The Independence team is vital to Dagan’s plans. Its members are multilingual former commandos, trained to operate undetected in various cultures.
In March they killed Abu Mohammed Al-Masri, the head of Al-Qaeda in Lebanon.Last weekend two agents disguised as Arabs stuck their bomb to their target’s car and slipped away unnoticed.
An intelligence source close to the team said they had tailed their victim, who was providing money and training for Palestinian groups opposed to the ceasefire, for more than a week.
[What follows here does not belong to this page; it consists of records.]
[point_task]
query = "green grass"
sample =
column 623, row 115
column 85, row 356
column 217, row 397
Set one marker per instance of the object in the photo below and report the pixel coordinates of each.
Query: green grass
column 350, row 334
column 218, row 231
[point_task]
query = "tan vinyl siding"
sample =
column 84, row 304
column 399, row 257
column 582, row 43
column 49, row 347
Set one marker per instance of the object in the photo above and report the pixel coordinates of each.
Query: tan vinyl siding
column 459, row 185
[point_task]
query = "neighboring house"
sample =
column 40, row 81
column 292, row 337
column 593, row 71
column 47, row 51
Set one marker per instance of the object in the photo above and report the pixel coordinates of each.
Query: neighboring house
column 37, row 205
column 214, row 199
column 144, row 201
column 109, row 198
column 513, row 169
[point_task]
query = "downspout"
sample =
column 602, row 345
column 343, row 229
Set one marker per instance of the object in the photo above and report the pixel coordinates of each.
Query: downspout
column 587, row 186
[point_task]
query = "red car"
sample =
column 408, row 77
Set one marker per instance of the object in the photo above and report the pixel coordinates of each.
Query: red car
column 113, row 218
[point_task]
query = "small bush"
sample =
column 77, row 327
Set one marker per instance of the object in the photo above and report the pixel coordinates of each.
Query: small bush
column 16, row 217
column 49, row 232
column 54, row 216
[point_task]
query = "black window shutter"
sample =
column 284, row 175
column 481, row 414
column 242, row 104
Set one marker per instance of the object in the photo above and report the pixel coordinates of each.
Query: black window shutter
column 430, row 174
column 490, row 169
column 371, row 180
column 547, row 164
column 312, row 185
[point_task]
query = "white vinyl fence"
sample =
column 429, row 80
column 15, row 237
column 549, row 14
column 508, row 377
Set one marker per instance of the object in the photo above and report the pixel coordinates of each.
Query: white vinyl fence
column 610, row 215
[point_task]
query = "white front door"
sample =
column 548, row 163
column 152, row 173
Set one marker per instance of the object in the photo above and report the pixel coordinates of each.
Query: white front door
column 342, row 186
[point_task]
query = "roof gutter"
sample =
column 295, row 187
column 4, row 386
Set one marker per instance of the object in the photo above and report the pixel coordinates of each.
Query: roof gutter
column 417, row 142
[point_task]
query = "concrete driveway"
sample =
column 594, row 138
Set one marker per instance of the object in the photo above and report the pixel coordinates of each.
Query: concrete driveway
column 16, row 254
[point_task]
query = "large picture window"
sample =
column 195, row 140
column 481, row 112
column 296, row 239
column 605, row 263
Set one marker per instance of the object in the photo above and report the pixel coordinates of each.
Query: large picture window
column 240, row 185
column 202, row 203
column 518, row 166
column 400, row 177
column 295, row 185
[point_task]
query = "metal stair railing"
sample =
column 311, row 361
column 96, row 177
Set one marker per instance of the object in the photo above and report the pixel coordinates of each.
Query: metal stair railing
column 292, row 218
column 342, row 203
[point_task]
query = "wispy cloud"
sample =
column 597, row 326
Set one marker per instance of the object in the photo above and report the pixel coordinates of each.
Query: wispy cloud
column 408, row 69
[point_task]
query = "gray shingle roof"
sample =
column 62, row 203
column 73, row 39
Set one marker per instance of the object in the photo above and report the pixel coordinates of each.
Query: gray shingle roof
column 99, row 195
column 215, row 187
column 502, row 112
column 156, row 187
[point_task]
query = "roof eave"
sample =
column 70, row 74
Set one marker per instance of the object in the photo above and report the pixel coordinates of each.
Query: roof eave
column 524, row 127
Hezbollah promised to retaliate. Naeem Kassem, its deputy secretary-general, said: “Every Israeli assault will be confronted in the appropriate way. It will be costly.”
On Friday the militant Islamic group Hamas vowed to punish Israel over a West Bank raid in which two of its fighters and an Israeli soldier died.
Palestinian medical staff in Nablus said two other Palestinians had died in the latest violence — a man of 20 from bullet wounds after throwing stones at Israeli troops in a protest over the raid and a 41-year-old bystander who inhaled tear gas sprayed by soldiers.
Hamas says it is still committed to the ceasefire, however, and for the moment Soleimani and his Jerusalem Force are seen as greater threats.
“As the intifada is taking a break, this is Mossad time,” said a source. “We’re not allowed to kill the bastards in Gaza, so it’s time to take care of the countries around us.”